When I sat down this spring for brunch with Blake Jorgenson at Alpine Café, around the corner from his office, he was about to hit the road… Sea Otter, Nepal to shoot for Red Bull on Freeride’s new mountain bike film and then on to Utah.
In addition to owning a worn-out passport, I discovered the man who had been Crankworx’ Official Photographer in 2011, thinks of himself as a mercenary, thanks to Helmet Newton, “I’ll shoot anything if the price is right,” and that he has a soft spot for print.
Last year, he did a coffee table book for Red Bull out of the Art of Flight and they were so stoked on it, they want to do it again. The success of the coffee table book, it’s enduring nature, has made him start thinking about the resurgence of print. Internet/digital content is so time sensitive. It’s relevant now, like a newswire, and then it’s not. But print lasts. It sits on coffee tables, and gets picked up and looked at again… It was an insight that informed our goal with the Crankworx Event Guide – to add some content that would give it a bit more longevity, would warrant the paper it was printed on.
It’s easy to forget, as your friends’ Instragrams fill up your facebook feed, that photography just underwent a revolution. Seriously, 9 years ago, when the first Crankworx rolled out, moments were made on film.
When Jorgenson won the Pro Photographer Showdown in 2001, rocketing himself into the spotlight, his spaceship was made of slides.
You want to talk progression?
“The most exciting thing about these three-day showdowns,” he said, as we started talking about Crankworx’ Deep Summer event, “is just being in the digital age. 10 years ago, you wouldn’t have been able to do that – to shoot, to come up with a creative concept that you can showcase to an audience, in that short an amount of time. You were working on film. I got sucked in to wanting to try it, so I entered Deep Winter and that got me excited to enter Pro Photo.”

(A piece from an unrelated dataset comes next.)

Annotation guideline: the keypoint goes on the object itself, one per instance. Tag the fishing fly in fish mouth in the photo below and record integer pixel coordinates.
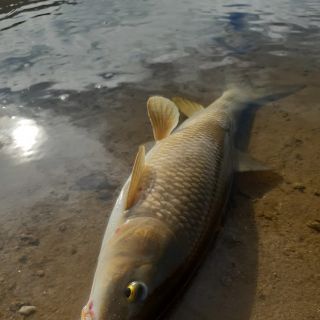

For a lot of us, seeing Jorgenson sign on for Deep Winter or Pro Photo, at a peak in his career, was a risky move. Why forfeit the Crown? He’d been on the judging panel for the Pro Photographer Showdown, along with other past winners, but says, he never saw someone’s show and thought, hmm, glad I wasn’t up against them. “I think the only real hurdle is yourself. You’re either gonna do the best job you can, or you can’t. It’s not really a photo contest. People make the mistake of thinking of it as a showcase of your portfolio. At the end of the day, it’s judged on how it communicates to the audience. That’s what makes it Best in Show.”
What intrigues him is the chance to play in a new medium.
“The classical definition of a good photo is one that says it all,” says Jorgenson. But new digital platforms mean that a photographer can transcend that. “You don’t need one photo to say everything. You can tell a story. Photography is becoming so much more multimedia oriented. Once you have a platform to tell a story, people get into it way more.”
“Before, you didn’t have control over who saw your stuff. For the majority of my career, no one ever asked me what photo I should use. It was always someone else deciding. So the fact you can come up with something completely on your own… that’s the game-changer. So I wanted to try it.”
Now that photographers have a platform, they’re stepping up.
But so have audiences. “If you look at old magazines from the 80s, the photos are so shitty. You couldn’t get away with that today. The consumer is more educated. The audience, every year, can tell what is better than the year before. The progression of the digital medium is on a curve.”
That’s why the Deep Summer Photo Challenge will again be one of the must-see events of Crankworx, and why you might just see a resurgence of beautiful curated print coffee table projects, featuring the work of one Blake Jorgenson, coming soon.